At informal talks in Cannes, ministers from all 27 states signed a draft pact agreeing common rules on the treatment of migrants and asylum requests.
French diplomats hope to get the new rules adopted officially in October.
The ministers agreed to the plans after France dropped a controversial clause calling for migrants to be obliged to learn the host language and culture.
But the pact keeps a pledge to avoid mass amnesties for illegal migrants.
"The interior ministers gave their unanimous accord on the principles, the objectives, the presentation and the structure of the pact," said French Immigration Minister Brice Hortefeux.
He said he hoped the pact would be approved at a summit of EU leaders in mid-October.
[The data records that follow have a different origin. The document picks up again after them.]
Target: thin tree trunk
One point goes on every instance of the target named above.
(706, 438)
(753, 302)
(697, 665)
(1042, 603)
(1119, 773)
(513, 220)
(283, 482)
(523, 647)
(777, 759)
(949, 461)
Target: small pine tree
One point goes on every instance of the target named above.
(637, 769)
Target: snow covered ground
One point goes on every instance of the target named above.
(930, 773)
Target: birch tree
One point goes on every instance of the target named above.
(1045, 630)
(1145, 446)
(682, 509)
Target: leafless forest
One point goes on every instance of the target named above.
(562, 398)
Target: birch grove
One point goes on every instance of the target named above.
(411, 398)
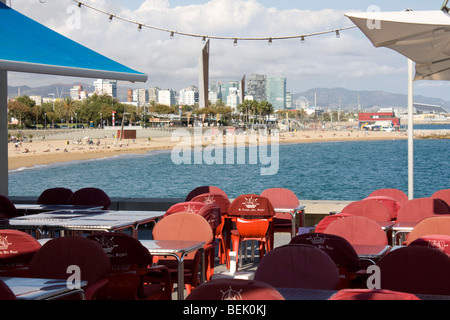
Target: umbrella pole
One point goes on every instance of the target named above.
(4, 132)
(410, 130)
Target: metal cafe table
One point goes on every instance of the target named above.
(33, 208)
(178, 249)
(82, 220)
(42, 289)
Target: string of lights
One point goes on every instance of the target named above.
(172, 33)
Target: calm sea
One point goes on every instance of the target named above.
(314, 171)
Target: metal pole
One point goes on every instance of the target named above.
(410, 130)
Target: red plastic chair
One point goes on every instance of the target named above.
(392, 204)
(55, 256)
(251, 229)
(57, 195)
(391, 192)
(371, 209)
(17, 248)
(325, 222)
(7, 208)
(185, 226)
(417, 209)
(298, 266)
(443, 194)
(372, 294)
(282, 197)
(204, 189)
(416, 270)
(131, 270)
(434, 225)
(339, 250)
(210, 211)
(90, 196)
(251, 208)
(358, 231)
(435, 241)
(223, 202)
(234, 289)
(6, 293)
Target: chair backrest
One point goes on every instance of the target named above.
(391, 192)
(216, 198)
(7, 208)
(124, 252)
(17, 248)
(443, 194)
(210, 211)
(371, 209)
(58, 195)
(280, 196)
(204, 189)
(5, 292)
(435, 241)
(337, 248)
(56, 255)
(372, 294)
(251, 205)
(234, 289)
(416, 270)
(415, 210)
(392, 204)
(252, 228)
(432, 225)
(298, 266)
(325, 221)
(358, 231)
(90, 196)
(183, 226)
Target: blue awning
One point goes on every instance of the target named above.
(28, 46)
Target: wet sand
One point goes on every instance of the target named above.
(40, 152)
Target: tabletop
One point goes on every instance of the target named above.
(40, 289)
(171, 246)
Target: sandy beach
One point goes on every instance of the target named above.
(38, 152)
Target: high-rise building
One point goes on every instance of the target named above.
(106, 87)
(276, 92)
(226, 89)
(189, 96)
(256, 87)
(153, 94)
(167, 97)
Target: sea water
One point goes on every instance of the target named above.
(347, 170)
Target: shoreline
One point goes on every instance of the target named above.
(42, 152)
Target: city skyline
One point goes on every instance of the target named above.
(349, 61)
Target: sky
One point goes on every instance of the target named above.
(324, 61)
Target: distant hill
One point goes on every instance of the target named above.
(326, 97)
(348, 99)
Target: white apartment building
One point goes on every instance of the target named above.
(189, 96)
(167, 97)
(106, 87)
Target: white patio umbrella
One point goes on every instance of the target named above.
(421, 36)
(28, 46)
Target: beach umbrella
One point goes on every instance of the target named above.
(30, 47)
(421, 36)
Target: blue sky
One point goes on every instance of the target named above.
(322, 61)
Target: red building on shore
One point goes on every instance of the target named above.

France, which began its six-month term as chair of the EU presidency on 1 July, has voiced opposition to mass "regularisations" of illegal migrants, such as Spain's mass amnesty for about 700,000 illegal migrants in 2005.
But Spain's Interior Minister Alfredo Perez Rubalcaba said he was "satisfied" with the French draft pact, adding: "I think it's very important for us to have a common immigration policy."
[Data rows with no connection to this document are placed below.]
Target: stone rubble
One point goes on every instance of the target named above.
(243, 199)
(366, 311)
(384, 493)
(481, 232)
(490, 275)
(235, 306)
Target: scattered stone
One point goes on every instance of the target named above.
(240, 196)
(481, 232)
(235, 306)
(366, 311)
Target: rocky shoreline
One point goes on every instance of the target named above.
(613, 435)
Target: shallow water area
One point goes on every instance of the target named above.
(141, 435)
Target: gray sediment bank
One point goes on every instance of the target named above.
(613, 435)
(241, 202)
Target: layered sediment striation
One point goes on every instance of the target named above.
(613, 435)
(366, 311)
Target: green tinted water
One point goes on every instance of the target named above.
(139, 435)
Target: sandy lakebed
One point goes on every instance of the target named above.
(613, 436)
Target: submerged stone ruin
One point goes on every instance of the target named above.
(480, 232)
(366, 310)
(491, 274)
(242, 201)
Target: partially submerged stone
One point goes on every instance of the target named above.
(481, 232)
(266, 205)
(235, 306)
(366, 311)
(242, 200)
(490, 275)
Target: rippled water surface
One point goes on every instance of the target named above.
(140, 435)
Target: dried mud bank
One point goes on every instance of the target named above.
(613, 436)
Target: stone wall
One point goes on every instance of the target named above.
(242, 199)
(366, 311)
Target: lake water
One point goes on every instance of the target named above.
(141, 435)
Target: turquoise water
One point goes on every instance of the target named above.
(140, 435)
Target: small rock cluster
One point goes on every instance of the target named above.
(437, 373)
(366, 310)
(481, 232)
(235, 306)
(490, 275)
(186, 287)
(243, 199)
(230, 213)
There are an estimated eight million illegal migrants in the EU.
The pact aims to make it easier for legal migrants to fill job vacancies in Europe and integrate. With its ageing population, Europe has a continuing need for migrant labour in many sectors.
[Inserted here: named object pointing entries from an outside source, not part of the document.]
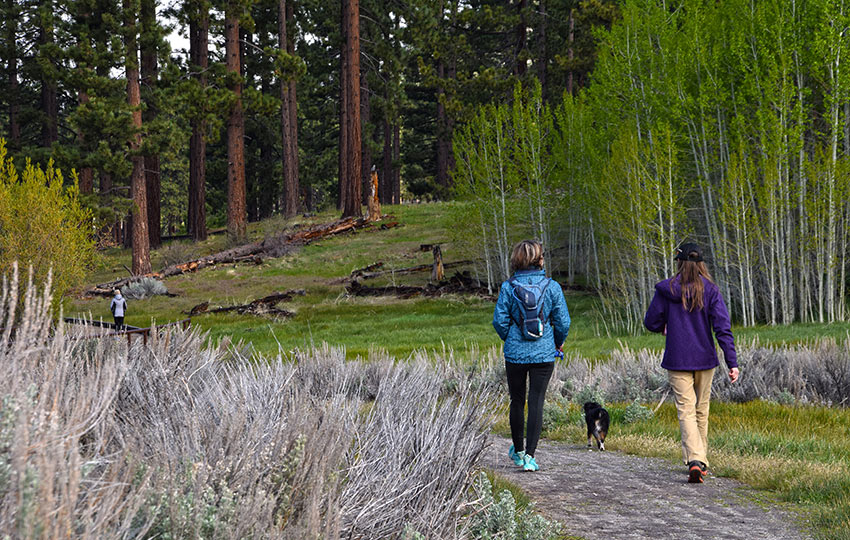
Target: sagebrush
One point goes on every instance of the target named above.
(174, 439)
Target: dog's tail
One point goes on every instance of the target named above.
(599, 433)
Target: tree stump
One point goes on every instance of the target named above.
(437, 270)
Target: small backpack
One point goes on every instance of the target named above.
(530, 299)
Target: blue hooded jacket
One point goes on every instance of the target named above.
(555, 312)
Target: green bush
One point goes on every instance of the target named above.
(43, 225)
(500, 518)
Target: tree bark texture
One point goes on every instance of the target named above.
(141, 247)
(236, 220)
(365, 149)
(199, 23)
(521, 39)
(86, 173)
(570, 51)
(351, 152)
(396, 164)
(543, 67)
(293, 103)
(386, 187)
(49, 102)
(12, 70)
(289, 205)
(149, 80)
(343, 107)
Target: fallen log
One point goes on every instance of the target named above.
(261, 306)
(407, 270)
(245, 252)
(460, 283)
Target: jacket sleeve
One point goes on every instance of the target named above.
(501, 316)
(722, 326)
(559, 317)
(656, 316)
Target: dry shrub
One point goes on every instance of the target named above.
(177, 440)
(816, 372)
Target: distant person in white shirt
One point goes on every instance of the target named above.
(118, 306)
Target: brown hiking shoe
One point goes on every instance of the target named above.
(696, 472)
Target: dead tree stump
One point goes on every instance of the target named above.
(374, 206)
(437, 270)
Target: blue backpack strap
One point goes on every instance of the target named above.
(542, 298)
(513, 296)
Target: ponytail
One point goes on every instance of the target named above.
(690, 275)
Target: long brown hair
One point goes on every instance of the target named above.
(693, 289)
(527, 254)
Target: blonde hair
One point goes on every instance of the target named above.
(526, 254)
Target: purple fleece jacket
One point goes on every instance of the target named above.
(690, 345)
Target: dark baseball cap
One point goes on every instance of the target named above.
(685, 251)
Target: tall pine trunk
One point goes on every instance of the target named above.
(12, 70)
(343, 107)
(385, 194)
(543, 61)
(293, 102)
(351, 206)
(365, 149)
(199, 23)
(86, 173)
(49, 102)
(236, 220)
(289, 197)
(396, 164)
(138, 191)
(150, 74)
(521, 40)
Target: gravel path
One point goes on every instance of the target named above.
(614, 496)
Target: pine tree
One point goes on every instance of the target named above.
(236, 189)
(138, 190)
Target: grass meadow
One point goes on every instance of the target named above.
(797, 450)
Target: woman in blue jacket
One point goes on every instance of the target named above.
(687, 308)
(529, 361)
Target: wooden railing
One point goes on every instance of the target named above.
(127, 330)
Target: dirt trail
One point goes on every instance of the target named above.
(613, 496)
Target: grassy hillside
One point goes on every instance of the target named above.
(327, 314)
(766, 445)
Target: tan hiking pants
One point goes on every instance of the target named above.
(692, 393)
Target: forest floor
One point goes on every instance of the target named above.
(326, 313)
(605, 495)
(756, 438)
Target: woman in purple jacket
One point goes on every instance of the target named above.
(687, 308)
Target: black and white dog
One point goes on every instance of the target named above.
(597, 423)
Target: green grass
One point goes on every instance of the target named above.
(326, 314)
(798, 453)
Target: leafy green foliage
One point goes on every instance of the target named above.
(43, 225)
(498, 517)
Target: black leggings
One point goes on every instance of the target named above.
(538, 376)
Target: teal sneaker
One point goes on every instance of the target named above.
(516, 457)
The French news agency AFP says the pact allows for migrant "regularisations" on a case-by-case basis, in accordance with national laws.
It also calls for repatriation agreements with countries where necessary and for the European Commission to draft an EU plan for common EU-wide asylum procedures to be in place in 2012, AFP reports.
"We're talking about targeted and coordinated immigration - in other words, which takes account of countries' needs and their ability to host migrants, based on dialogue with the countries of origin," Mr Hortefeux said.
Spain and Malta have been struggling to cope with boatloads of African would-be immigrants in recent years.
Meanwhile, the European Commission and human rights groups have expressed concern about the Italian government's plan to fingerprint tens of thousands of Roma (Gypsies) living in makeshift camps across Italy.
The EU has already adopted new rules for detaining and expelling illegal immigrants. The "returns directive", due to take effect in 2010, allows states to hold illegal immigrants for six months, extendable by another 12 months in certain cases.
Earlier this month South American heads of state jointly condemned the returns directive. Hundreds of thousands of Latin Americans live and work in Europe, many of them illegally.
In 2005, Spain said illegal immigrants could claim work and residency papers if they could present a six-month work contract and evidence that they had lived in the country since August 2004.
Ecuadoreans were the largest group to apply under the amnesty, followed by Romanians and Moroccans.